If they are suggesting a 2k surge protec… errrrr I mean a power conditioner for his system, I’m sure he’s going to take a beating on wiring as well… exactly what type of components is he getting? How much is he dropping on the system in general?

He was going to take a beating on it. Fortunately, I convinced him to get a bid from someone else that came in at around $16,000–down from $40,000. The new one is still a bit high, but it’s in the ballpark, I think.

He’s looking at a HDTV projector, 7.1 speakers mounted in the ceiling, screen that retracts into the ceiling.

Unfortunately, my dad’s not very savvy with this stuff–he’s not looking at expensive stuff just for the sake of having expensive stuff (otherwise there’d be no hope); he’s just not good at separating out the tech talk from the bullshit.

He should check out some of the high-end-ish mags, like Home Theater: sometimes their priorities are warped like, say, PC gaming mags ("$8,000 for a new PC? No problem!"), but they do a decent job of threshing the wheat from the chaff on a lot of things, IMHO.

Get a $60 surge protector that has power isolation. You’ll know what I mean when you plug your inkjet printer into the same regular surge protector as your hdtv and try to watch tv while printing. Unlikely example, but same idea.

I got an APC S15 power conditioner/battery back-up for about $300 less than MSRP. Still over a grand, but worth every penny for my specific situation:

  1. I’ve got everything plugged into it. Everything. HDTV. Computer. Monitors. Consoles. DVD player. DVR. All the electronics in this room, because…

  2. The electricity in our apartment sucks. For a while, it was brownout central. Things have improved, but it was pretty bad around the time I got my HDTV. Knowing that I was already putting a load on the line with my other electronics and that I was already having intermittent voltage problems with my PC, I researched and bought the S15 to make sure nothing was going to happen to my sweet new set.

Overkill? Maybe. But I haven’t had a single problem since I hooked it up. And, if everything’s on, I have about 20 minutes to shut it all down if the power goes. Just the thing if I want to finish the scene I’m watching or get to the next checkpoint save.

You might want to look and see if his insurance has any requirements. That much into a system and they may want a seperate rider to cover it, and sometimes will insist on having one with specific requirements.

I’ve never even heard of power conditioners but these prices look insane.

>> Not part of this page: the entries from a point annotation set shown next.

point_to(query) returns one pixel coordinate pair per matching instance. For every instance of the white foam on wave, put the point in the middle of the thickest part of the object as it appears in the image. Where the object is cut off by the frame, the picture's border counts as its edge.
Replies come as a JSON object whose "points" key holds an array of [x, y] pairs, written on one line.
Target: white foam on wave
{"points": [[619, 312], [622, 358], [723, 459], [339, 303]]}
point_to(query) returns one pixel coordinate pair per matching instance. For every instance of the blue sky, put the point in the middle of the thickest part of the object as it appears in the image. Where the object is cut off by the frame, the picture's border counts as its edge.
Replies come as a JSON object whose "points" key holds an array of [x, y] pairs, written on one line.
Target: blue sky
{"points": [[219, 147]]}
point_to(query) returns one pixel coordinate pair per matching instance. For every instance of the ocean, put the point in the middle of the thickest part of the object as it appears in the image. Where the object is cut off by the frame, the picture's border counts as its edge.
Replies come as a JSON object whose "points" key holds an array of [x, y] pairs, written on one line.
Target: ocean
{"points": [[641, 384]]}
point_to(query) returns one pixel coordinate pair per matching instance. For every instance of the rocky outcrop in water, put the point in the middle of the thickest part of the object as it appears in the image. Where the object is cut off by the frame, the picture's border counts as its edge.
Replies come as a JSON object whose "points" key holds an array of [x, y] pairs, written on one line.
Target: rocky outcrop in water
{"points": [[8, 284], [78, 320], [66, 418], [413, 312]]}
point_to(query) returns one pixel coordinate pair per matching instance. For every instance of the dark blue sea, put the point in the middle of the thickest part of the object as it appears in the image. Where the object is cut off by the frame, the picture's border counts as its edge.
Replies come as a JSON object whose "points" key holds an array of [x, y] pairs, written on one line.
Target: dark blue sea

Why not buy decent UPS’s (Uninterruptible Power Supply) for a few bucks? During specials they cost $50-$100, and go up to about $300 for a 650va SmartUPS system.

What is the difference between an UPS and a power conditioner? Seems like the same thing for a higher price. For what it’s worth, I get UPS’s for Tivo’s, every PC in my home, and expensive office equipment. There is a very expensive machine here that I can’t put on an UPS because it draws 15 amps at peak - A UPS that covers that is somewhere in the many thousands. I can live without that.

wisefool, a power conditioner adjusts the voltage to keep it constant. So if you live in an area with brownouts that lower your voltage to 105V, the power conditioner will adjust it to make sure your equipment still gets 120V. It also has line isolation, so that interference generated on any one power line won’t affect the power on any other line.

I’m not an audio/videophile, but even so I can tell that my definition of “decent” and yours differs greatly. A decent UPS will let your equipment current draw spike up to 30 amps for short durations. It’s really the steady draw that has to stay below 12 amps. And yup, the decent ones from APC that also include power conditioning start at about $1000.